Fully furnished fifth-floor apartment.
Bedrooms: One, but it is very big, so I plan to buy a partition and make it two rooms.
Location: Myaynigone, on that street with all the tyre stores. If you want we can get an old tyre and make a swing on the balcony… sorry, I’m getting ahead of myself.
The apartment is small but neat and situated near a gap in the buildings so sunlight enters freely.
It is an old place, but not in a mouldy, cockroachy sort of way. It has a comfortable, mid-20th century feel – like your grandmother’s house – complete with flowery curtains, Winnie the Pooh figurines and fruit-shaped refrigerator magnets. It also has a bizarrely state-of-the-art entertainment system. Apparently the former tenant liked to watch her quilting shows in high-definition and with surround-sound.
She was also a devout Catholic, as is obvious by the enormous portrait of Jesus adorned with Christmas lights and fake flowers.
-A collection of bootleg DVDs (in Burmese and English)
-Iron and ironing board
-A large poster of Shakira
-A borderline racist African child figurine
The Myaynigone neighbourhood (as with nearby Sanchaung) is up-and-coming in the expat scene, thanks to Yangon’s new foreign hipster class. We find quiet gated communities dull, and we have no kids to send to the international schools, even if we could afford the tuition (and we can’t).
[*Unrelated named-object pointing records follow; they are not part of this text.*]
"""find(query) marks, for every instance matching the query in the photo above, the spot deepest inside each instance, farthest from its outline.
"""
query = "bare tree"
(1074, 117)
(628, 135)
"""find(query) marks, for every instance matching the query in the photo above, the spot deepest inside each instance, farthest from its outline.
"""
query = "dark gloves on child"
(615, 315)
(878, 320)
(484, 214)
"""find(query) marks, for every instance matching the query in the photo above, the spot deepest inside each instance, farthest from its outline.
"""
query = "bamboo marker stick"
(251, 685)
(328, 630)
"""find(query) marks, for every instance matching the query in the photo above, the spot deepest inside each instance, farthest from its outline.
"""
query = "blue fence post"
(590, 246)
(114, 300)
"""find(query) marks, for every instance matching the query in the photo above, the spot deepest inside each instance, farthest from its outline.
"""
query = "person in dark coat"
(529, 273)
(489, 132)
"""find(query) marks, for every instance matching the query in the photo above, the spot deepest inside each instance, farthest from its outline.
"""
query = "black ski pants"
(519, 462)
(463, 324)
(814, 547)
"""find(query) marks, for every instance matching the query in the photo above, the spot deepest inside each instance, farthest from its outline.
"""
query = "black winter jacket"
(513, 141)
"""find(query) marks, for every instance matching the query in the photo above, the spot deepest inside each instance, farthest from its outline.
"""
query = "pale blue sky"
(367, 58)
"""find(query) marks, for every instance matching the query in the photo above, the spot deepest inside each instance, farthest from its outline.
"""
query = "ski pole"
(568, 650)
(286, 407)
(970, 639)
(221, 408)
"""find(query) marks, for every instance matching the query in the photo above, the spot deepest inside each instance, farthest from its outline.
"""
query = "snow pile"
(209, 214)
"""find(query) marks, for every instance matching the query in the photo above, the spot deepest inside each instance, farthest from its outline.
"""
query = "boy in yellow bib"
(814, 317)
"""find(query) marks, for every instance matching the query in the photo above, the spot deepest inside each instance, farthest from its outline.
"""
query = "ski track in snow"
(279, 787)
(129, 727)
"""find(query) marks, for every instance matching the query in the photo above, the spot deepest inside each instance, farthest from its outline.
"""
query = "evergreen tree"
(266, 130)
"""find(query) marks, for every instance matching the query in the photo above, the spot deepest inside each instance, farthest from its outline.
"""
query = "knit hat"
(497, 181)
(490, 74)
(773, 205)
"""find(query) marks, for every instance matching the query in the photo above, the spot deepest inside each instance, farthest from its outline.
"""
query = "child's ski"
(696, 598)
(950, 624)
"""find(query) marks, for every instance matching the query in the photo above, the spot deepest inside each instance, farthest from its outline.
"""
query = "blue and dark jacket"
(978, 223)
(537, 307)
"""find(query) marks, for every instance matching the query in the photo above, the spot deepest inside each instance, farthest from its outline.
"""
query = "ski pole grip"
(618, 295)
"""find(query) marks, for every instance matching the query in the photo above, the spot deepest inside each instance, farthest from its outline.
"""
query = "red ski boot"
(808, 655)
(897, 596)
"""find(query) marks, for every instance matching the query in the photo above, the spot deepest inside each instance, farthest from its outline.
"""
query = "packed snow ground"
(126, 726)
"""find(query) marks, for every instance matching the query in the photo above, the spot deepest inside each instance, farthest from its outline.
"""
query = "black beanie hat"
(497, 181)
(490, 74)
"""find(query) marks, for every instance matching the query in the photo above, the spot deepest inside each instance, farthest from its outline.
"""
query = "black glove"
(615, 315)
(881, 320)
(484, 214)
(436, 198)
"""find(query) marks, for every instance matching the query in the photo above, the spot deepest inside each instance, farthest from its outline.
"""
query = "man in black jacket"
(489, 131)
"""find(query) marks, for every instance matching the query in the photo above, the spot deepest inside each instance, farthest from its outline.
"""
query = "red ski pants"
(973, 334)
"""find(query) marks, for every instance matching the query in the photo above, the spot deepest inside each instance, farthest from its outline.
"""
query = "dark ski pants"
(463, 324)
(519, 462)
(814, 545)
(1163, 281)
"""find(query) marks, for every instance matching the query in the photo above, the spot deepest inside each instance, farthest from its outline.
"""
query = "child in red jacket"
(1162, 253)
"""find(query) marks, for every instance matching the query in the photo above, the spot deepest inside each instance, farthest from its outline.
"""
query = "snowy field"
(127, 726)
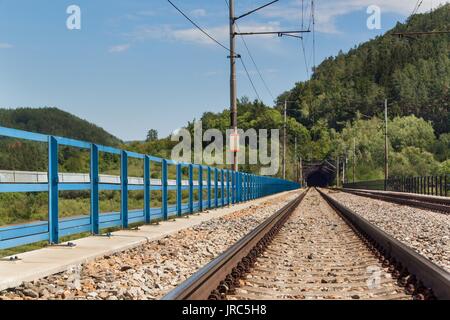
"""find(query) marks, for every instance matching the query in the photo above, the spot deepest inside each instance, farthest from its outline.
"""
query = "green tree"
(152, 135)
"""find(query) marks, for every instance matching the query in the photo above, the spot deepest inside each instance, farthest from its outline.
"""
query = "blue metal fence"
(234, 187)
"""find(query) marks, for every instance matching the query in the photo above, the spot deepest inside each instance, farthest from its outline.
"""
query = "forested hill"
(56, 122)
(412, 72)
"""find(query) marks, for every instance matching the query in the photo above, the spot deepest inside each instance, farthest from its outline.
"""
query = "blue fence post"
(216, 188)
(124, 188)
(209, 187)
(252, 189)
(94, 190)
(191, 189)
(238, 187)
(222, 189)
(200, 188)
(53, 190)
(228, 188)
(179, 192)
(147, 193)
(164, 190)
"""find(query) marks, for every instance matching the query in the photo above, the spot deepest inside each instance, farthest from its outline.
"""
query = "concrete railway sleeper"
(314, 248)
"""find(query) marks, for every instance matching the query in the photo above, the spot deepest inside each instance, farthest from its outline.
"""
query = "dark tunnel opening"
(320, 179)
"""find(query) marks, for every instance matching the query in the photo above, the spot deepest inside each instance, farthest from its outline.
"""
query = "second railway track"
(316, 255)
(316, 249)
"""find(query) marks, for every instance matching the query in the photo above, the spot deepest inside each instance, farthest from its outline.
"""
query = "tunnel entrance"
(319, 178)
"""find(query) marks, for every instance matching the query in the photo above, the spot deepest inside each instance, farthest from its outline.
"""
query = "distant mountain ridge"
(412, 72)
(54, 121)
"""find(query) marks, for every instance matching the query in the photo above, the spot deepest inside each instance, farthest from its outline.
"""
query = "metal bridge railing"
(221, 188)
(427, 185)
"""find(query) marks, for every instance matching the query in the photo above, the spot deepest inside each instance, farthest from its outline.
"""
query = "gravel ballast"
(151, 270)
(427, 232)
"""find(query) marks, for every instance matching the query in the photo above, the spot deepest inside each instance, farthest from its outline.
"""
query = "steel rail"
(418, 201)
(421, 276)
(220, 275)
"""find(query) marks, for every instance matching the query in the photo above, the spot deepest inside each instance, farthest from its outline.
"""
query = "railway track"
(314, 248)
(434, 203)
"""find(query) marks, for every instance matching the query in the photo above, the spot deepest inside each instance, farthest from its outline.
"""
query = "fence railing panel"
(428, 185)
(221, 187)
Rather, we came to Myanmar for exotic excitement; for places like Myaynigone, a neighborhood which might have been dreamed up if Charles Dickens had enjoyed a beer with Dr Seuss. It’s a tangle of old, twisted alleyways packed with tall, skinny apartments crammed together like mismatched books. They melt into an underbrush of tea shops, fruit stalls, plump women grilling chapattis and shirtless men elbow-deep in old car parts—the kind of quaint, rustic image of poverty that is sure to get Facebook likes.
(It is also within walking distance of a City Mart and People’s Park, if you like to jog.)
Practical matters: The garbage is picked up each morning by either Holy Moley or Oh Boy. They push a small cart through the neighborhood. One shouts “hoooooly-mooooley” and the other shouts “oh boy, oh boooooooy!!”
My girlfriend, who is Burmese, tells me they must be saying “a hmit,” which means “garbage,” but I am not convinced.
I have not learned how to buy drinking water in bulk. Maybe we can find out together. I would have my girlfriend ask around, but she is too busy dealing with my landlady. My girlfriend made the error of giving my landlady her phone number, and now receives almost daily calls to fill out the latest form or to “tell your boyfriend not to sit on the balcony railing, I can see him doing it from my window”, and so on. I felt bad for causing so much trouble, so I had my girlfriend bake her some cookies. It’s important not to take people for granted.
I should mention the balconies. The narrow back porch (where the washing machine is) offers a view of a years-old trench of garbage between buildings which, when observed, helps one reflect on the human condition.*
The front porch on the other hand is the jewel of the flat: wide and open with a view of the bustling street below. From there you can see the rows and rows of other balconies, packed together like Lego bricks, hung with laundry perhaps, or overgrown with flowers and plants. Hundreds of tiny windows into hundreds of tiny lives, just like ours.
Anyway, rent is $250 a month + utilities. Enquire within.
*There is no fire escape that I know of, but I like to think the garbage would lessen the blow of a heavy fall.